Rx DRUG COSTS: Seniors Plan Rally, Pfizer Protest
A group of about 800 seniors, organized by the Massachusetts Senior Action Council, are expected to rally today in Boston, site of tomorrow's first presidential debate, in an effort to "get the presidential candidates...talking about real issues facing seniors" such as prescription drug prices, the Boston Herald reports. The event is scheduled to begin with a summit in Dorchester, Mass., and end with a protest outside of Pfizer Inc. in Cambridge. Phil Mamber, Senior Action Council president, said that neither Vice President Al Gore nor rival Texas Gov. George W. Bush (R) has proposed a plan to add a prescription drug benefit to Medicare that is "adequate" or addresses rising drug prices. Pfizer plans to hold a news conference this morning to "defend" the pharmaceutical industry, the Herald reports. Company spokesperson Kate Robins said, "Pfizer strongly agrees that there must be expanded access to innovative prescription drugs. This is a major campaign issue and it's something we feel very strongly that voters need to understand." She said, however, that price controls would "dampen investment in development, leading to fewer new drugs." The keynote speaker at the Dorchester summit will be Rep. Bernard Sanders (I-Vt.) (Powell, Boston Herald, 10/2).

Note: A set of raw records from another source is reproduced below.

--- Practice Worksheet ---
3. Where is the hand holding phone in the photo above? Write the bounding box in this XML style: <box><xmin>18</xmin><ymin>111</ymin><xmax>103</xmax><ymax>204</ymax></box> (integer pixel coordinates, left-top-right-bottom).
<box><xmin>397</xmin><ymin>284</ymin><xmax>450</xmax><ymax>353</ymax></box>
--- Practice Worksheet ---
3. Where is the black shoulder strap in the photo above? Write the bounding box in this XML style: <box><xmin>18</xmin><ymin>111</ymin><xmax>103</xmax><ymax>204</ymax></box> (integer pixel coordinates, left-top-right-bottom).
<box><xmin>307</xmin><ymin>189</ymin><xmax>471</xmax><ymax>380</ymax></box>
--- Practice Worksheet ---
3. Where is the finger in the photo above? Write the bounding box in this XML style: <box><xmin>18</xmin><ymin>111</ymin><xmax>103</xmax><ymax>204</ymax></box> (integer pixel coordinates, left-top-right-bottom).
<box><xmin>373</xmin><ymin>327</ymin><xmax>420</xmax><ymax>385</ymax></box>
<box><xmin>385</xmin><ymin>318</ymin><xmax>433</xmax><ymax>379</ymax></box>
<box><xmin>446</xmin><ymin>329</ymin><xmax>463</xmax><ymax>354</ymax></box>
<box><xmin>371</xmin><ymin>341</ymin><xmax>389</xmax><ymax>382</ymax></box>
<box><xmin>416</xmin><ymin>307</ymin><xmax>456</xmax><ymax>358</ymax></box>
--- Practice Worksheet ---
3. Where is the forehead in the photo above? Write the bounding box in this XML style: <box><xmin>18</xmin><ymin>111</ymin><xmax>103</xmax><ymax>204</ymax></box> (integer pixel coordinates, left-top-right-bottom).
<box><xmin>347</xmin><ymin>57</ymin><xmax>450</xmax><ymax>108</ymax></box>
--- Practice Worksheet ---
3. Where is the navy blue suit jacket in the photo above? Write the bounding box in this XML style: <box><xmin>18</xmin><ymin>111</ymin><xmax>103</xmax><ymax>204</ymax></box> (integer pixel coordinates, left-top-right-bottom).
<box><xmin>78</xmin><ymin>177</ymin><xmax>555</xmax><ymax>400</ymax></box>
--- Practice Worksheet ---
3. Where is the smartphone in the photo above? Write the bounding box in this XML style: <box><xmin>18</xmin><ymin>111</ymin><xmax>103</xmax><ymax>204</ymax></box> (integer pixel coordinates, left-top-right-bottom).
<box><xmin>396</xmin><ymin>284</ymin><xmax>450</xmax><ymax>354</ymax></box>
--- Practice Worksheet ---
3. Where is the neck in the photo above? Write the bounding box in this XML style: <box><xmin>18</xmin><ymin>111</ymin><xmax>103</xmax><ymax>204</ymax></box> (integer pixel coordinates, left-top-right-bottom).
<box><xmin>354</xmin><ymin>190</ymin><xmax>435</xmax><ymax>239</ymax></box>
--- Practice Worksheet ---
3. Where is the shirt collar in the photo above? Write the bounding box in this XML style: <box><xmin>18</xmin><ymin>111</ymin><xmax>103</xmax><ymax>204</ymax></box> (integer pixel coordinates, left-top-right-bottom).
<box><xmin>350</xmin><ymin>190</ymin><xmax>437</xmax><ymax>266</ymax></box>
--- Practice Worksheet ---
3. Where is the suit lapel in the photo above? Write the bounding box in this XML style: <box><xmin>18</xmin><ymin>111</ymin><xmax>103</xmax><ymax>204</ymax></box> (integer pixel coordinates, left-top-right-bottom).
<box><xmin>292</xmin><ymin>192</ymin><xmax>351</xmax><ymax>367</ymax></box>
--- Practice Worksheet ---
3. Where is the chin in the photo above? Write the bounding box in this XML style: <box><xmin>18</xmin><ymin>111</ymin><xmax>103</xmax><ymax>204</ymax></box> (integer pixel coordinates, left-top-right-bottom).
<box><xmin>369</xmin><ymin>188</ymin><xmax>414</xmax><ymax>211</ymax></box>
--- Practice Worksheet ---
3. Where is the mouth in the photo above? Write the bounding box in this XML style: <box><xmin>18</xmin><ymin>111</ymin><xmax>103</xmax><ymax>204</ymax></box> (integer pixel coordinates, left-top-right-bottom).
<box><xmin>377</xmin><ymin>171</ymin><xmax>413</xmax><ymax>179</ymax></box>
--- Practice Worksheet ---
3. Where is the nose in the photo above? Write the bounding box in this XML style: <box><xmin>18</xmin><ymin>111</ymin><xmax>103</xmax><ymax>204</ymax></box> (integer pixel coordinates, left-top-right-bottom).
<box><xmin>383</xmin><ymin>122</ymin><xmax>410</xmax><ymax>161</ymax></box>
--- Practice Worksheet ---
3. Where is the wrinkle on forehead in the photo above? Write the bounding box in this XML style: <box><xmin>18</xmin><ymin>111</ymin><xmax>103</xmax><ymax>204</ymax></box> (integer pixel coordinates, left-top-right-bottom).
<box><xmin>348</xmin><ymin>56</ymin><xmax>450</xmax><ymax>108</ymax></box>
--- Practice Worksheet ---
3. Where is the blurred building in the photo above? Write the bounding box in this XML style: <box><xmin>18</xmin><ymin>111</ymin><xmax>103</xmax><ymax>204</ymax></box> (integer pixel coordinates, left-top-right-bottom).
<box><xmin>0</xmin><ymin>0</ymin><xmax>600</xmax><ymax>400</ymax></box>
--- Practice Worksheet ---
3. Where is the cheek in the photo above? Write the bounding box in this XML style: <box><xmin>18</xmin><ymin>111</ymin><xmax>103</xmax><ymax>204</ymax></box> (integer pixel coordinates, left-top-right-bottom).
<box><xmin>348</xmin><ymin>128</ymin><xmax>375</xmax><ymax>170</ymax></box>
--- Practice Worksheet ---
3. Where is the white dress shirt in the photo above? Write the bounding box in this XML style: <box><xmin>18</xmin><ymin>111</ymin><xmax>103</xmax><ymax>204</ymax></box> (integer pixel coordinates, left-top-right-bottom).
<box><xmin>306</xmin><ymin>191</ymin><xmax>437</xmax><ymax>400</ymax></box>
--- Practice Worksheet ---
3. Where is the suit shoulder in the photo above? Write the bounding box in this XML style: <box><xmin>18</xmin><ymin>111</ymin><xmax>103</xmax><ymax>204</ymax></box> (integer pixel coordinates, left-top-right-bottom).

Rally Could Put Lieberman in Spotlight
The rally could "unwittingly put an uncomfortable spotlight" today on vice presidential nominee Sen. Joseph Lieberman's (D-Conn.) ties to Pfizer, a second Boston Herald article reports. Lieberman has received considerable Senate campaign contributions from Pfizer and has been an "outspoken advocate" for the company. Lieberman recently attended a groundbreaking at Pfizer research headquarters in Groton, Conn., and praised the company for "doing the Lord's work," according to a Pfizer newsletter. Moreover, Lieberman's wife, Hadassah, was a Pfizer executive in the early 1980s and last year owned between $15,000 and $50,000 in company stock. Though "top Democrats" and Gore supporters will participate in the Boston rally, the Herald reports that the protest "could draw attention to Lieberman's close ties to Pfizer at a time when Democrat Al Gore is trying to score points on the prescription drug issue." One of the planned speakers includes Steve Protrulis, a "top Gore-Lieberman operative on Florida" and head of the AFL-CIO's Florida campaign for Gore. But Geoffrey Wilkinson, executive director of the Massachusetts Senior Action Council, said that the group is nonpartisan and that the rally is meant to "give a hard message to both parties. We're not attacking any candidates or supporting any candidates here." Wilkinson said that in organizing the event, he was aware of Lieberman's ties to Pfizer, and added, "Both the Democratic and Republican parties are taking a tremendous amount of money from the pharmaceutical industry" (Battenfeld, Boston Herald, 10/2).